You need recipes that you know by heart and can execute intuitively, advises Crapanzano. “When you know what you’re doing, there’s no need to overthink it. It looks easy because it is easy.”
I started with the Gateau au Yaourt, then made Gateau a l’Huile d’Olive (Olive Oil Cake), another winner, baked in a springform pan, made with a buttery olive oil, both orange and lemon rind, and freshly squeezed orange juice. It’s lighter than the yogurt cake, with a firm crumb, golden crust, and delicious taste.

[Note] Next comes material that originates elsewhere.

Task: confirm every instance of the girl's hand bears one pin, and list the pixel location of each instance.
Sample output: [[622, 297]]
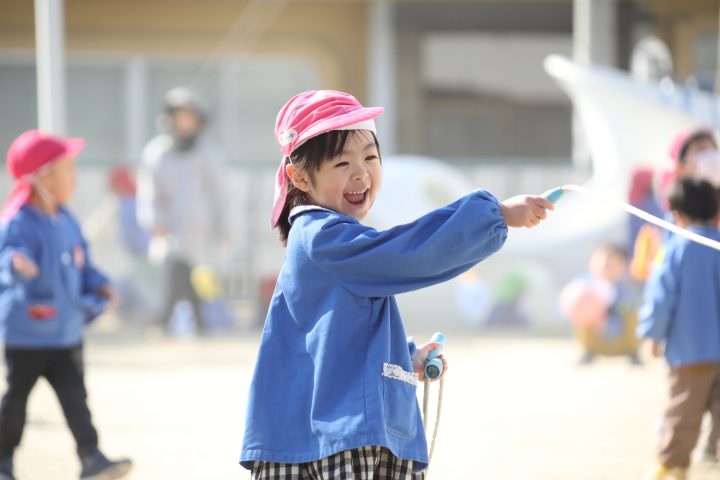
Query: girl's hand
[[421, 356], [24, 266], [525, 210], [655, 348]]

Aleksandra Crapanzano, author of “Gateau: The Surprising Simplicity of French Cakes.”Melissa Foreman
I read about other favorite confections of mine: clafoutis with apples (a kind of airy pancake with fruit embedded), Gateau Basque (two rounds of dough sandwiched with custard), Gateau a la Pistache (“almost pudding-like” and “rich beyond imagination yet light as a feather,” she writes), and Bouchons au Chocolate (made in cork-shaped molds).
Then I found Visitandines, little almond cakes, baked since the 17th century, when nuns in the Order of the Visitandines in western France made them with almonds, sugar, butter, flour, and eggs. Crapanzano adds kirsch or dark rum or vanilla, and almond extract, to the buttery, egg-white batter based on almond flour. She leaves it overnight to firm up and bakes it in mini-muffin tins. I ran out to buy the pans because Visitandines sounded so intriguing.

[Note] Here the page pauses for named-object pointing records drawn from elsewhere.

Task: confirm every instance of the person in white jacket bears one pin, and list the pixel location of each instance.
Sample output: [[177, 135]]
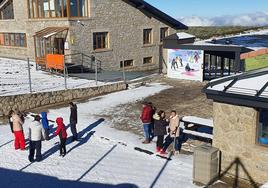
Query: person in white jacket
[[36, 134]]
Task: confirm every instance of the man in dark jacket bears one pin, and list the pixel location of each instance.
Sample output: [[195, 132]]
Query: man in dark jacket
[[146, 118], [73, 120]]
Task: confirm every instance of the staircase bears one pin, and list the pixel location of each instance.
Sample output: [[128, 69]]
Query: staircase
[[81, 63]]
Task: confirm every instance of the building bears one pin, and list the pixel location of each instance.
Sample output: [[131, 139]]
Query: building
[[240, 115], [115, 31]]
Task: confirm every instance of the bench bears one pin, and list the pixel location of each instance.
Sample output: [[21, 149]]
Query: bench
[[199, 128]]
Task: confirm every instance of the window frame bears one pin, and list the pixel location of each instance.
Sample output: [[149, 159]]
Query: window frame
[[146, 58], [104, 39], [147, 39]]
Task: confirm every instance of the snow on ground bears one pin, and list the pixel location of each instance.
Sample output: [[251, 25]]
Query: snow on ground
[[93, 161], [14, 79]]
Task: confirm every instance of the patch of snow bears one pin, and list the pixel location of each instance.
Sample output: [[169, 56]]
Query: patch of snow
[[93, 161]]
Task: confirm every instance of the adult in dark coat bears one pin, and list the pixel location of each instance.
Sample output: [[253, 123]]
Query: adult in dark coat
[[73, 120], [160, 128]]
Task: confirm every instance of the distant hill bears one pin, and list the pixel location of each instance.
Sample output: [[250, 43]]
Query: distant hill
[[209, 32]]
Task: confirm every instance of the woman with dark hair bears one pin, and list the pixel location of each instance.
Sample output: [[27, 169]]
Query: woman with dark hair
[[160, 124]]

The batter is unusual. You fold lightly beaten egg whites into a bowl of almond flour, a little all-purpose flour, sugar, and salt (no leavening). Then incorporate quite a lot of melted butter, the flavorings, and another egg white beaten to soft peaks. After the batter chills overnight, and goes into the tins, the little cakes bake at 425 degrees. I thought the temperature was too high but when testing, I always bake according to a book’s exact instructions.
The recommended oven temp is too high, perhaps because of a typo. It was likely supposed to be set high initially, then turned down when the tins went into the oven. I pulled them when I smelled burning and lowered the temp to finish them. The taste was delectable and the size is darling. I’ll make them again and fiddle with the oven temperature.
But first, there’s a chocolate marquise I’ve been eyeing.”It’s a mousse, it’s a cake, it’s a semifreddo, it’s a chilled chocolate custard, it’s a slab of the good stuff,” Crapanzano enthuses. I can’t wait.
The book has no photographs, but beautiful little illustrations by Cassandre Montoriol. Jacket blurbs come from author and part-time Paris resident Dorie Greenspan, Food 52 co-founder Amanda Hesser, Los Angeles restaurateur Nancy Silverton, and Poilane Bakery co-owner Apollonia Poilane.
Got an urge to bake and simultaneously submerge yourself in French culture? “Gateau” will enchant you.